SIMD-ify the logic

I have the following logic, given an input in binary 0111_1001 and mask 0001_0001, I want to select all consecutive 1 in the input that are higher than or equal to 1 in the mask.

input:   0111 1001
mask:    0001 0001
out:     0111 0001

My questions are as following:

  1. Is there a name for this kind of function that would make it easier to search and ask further questions?
  2. Is there a SIMD-like function and algorithm to speed this function?

I believe you can implement it like this:

type Int = u8;

fn foo(input: Int, mask: Int) -> Int {
    let mut output = input & mask;
    for _ in 0..Int::BITS-1 {
        output |= (output << 1) & input;
    }
    output
}

not sure if you can do better.

1 Like

Broadly? “Bitwise operation”, “bitwise function”, “bit twiddling”… Bit manipulation - Wikipedia may have some useful names and further links.

fn foo(input: u8, mask: u8) -> u8 {
    input & (mask | !input.wrapping_add(input & mask))
}
1 Like

I'd suggest looking at everything mentioned in x86 Bit manipulation instruction set - Wikipedia

2 Likes

Not sure SIMD would help here - "Hacker's Delight" is one classic book recommendation for bit twiddling tricks.

3 Likes

That's a very elegant solution, even if not simdified.

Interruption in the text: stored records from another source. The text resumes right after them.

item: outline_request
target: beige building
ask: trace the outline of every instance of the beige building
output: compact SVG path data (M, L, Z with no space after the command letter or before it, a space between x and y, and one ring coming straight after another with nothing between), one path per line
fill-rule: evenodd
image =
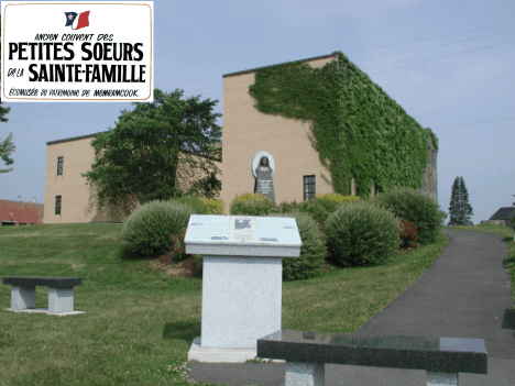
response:
M335 54L305 59L311 67L322 67L335 60ZM265 114L254 108L249 87L254 84L256 69L223 76L223 130L220 199L226 214L237 195L254 191L252 163L260 152L269 153L274 163L273 189L275 202L309 200L316 195L332 192L331 175L321 165L309 136L310 123ZM48 142L45 181L45 223L123 221L120 208L97 211L96 194L86 185L81 174L91 168L95 134ZM436 150L428 141L429 162L421 191L437 200ZM61 166L59 166L61 165ZM255 166L255 165L254 165ZM59 173L61 170L61 173ZM198 170L179 170L190 174L189 180L202 175ZM186 188L187 183L182 187ZM179 185L180 186L180 185ZM355 181L351 176L351 195ZM375 194L372 184L371 194Z
M135 207L105 207L97 210L97 195L87 184L83 174L91 169L95 162L95 148L91 142L96 134L76 136L47 142L45 212L44 223L70 222L121 222ZM200 156L193 156L201 162ZM221 164L215 162L218 168ZM179 187L187 189L196 177L204 177L201 168L179 168L183 175Z
M336 53L304 59L314 68L336 59ZM262 67L263 68L263 67ZM254 108L249 92L260 68L223 76L223 141L221 199L228 207L237 195L253 192L251 172L253 157L259 152L270 153L275 161L273 188L275 202L304 201L316 195L332 192L331 175L321 165L309 136L310 122L266 114ZM437 200L436 150L428 140L429 162L420 191ZM355 180L350 177L350 191L357 195ZM376 194L372 183L371 195Z
M307 59L313 67L322 67L332 56ZM223 76L222 191L226 210L237 195L254 191L252 161L256 153L267 152L275 162L273 176L275 202L302 202L313 192L332 192L329 172L320 164L308 135L309 122L265 114L254 108L249 86L254 71ZM311 192L311 190L314 190Z

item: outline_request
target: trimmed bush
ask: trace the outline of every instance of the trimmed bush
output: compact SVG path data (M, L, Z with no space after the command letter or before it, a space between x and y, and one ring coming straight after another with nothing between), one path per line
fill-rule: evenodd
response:
M390 189L375 197L372 202L414 224L420 244L435 242L440 232L441 213L438 205L413 188Z
M187 228L195 211L186 203L151 201L136 208L127 219L121 238L125 241L125 254L133 257L155 258L173 252L182 231ZM176 262L186 255L176 255Z
M188 205L195 214L209 214L209 207L202 202L200 197L183 196L179 198L174 198L172 201Z
M231 203L231 214L269 216L277 212L277 206L261 194L237 196Z
M343 196L337 192L326 194L326 195L317 195L316 198L320 198L324 200L336 201L338 203L351 203L359 201L360 198L358 196Z
M200 198L200 201L208 208L208 214L223 214L223 201L213 198Z
M326 240L318 223L308 214L299 211L273 216L295 218L303 241L299 257L283 258L283 280L300 280L320 275L324 271L327 250Z
M324 223L329 214L337 210L341 205L348 205L358 201L359 199L360 198L355 196L327 194L324 196L317 196L313 200L300 202L298 205L298 209L317 220L320 224L320 229L325 232Z
M398 221L398 235L401 236L402 249L418 247L417 227L405 219Z
M340 206L325 227L328 261L337 267L379 265L401 244L395 216L363 201Z

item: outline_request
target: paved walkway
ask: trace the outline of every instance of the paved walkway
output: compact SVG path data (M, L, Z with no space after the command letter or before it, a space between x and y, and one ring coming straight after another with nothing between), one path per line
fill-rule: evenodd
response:
M515 385L515 317L507 247L496 234L443 230L449 244L432 267L370 319L357 335L484 339L489 374L460 374L460 385ZM229 386L282 385L284 364L189 363L189 378ZM420 386L423 371L326 365L326 385Z

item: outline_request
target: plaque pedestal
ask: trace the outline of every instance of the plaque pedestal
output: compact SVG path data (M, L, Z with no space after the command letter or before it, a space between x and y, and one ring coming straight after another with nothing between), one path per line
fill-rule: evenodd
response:
M283 257L300 255L295 219L191 216L185 243L204 255L201 337L188 361L254 359L258 339L281 329Z

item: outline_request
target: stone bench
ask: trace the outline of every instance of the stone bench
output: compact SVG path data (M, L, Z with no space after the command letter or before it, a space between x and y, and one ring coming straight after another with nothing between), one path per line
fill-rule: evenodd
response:
M425 370L428 386L458 385L458 373L487 374L482 339L280 330L258 340L258 356L286 361L285 386L322 386L326 363Z
M11 285L10 311L45 312L48 315L75 315L74 287L81 286L80 277L42 277L42 276L4 276L3 284ZM35 287L48 287L48 308L35 307Z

Wish I can mark more as solution.

Btw, do you know of doing it the other way around? I.e. selecting lower bits

input:   0111 1101
mask:    0011 0001
out:     0011 1101

You reverse the bits and use the other method.

Bitwise or bit twiddling as others have pointed out. A absolute classic resource on the subject is Bit Twiddling Hacks (aimed at C, but the principles carry over obviously).

1 Like

On further inspection, this seems to fail for some very obscure cases. Needs more investigation.

It would help if you provided example inputs, outputs and expected outputs of where this fails.

1 Like

To be honest, can't seem to reproduce it right now, but there was a timeout in tests while using the string searcher with function provided by uv2.

I have two functions that I switch between uv2 and my own branchless version. After replacing my own implementation with uv2, a unknown timeout appeared. I wanted to dig deeper, but upon rerunning the tests a few days later it disappeared.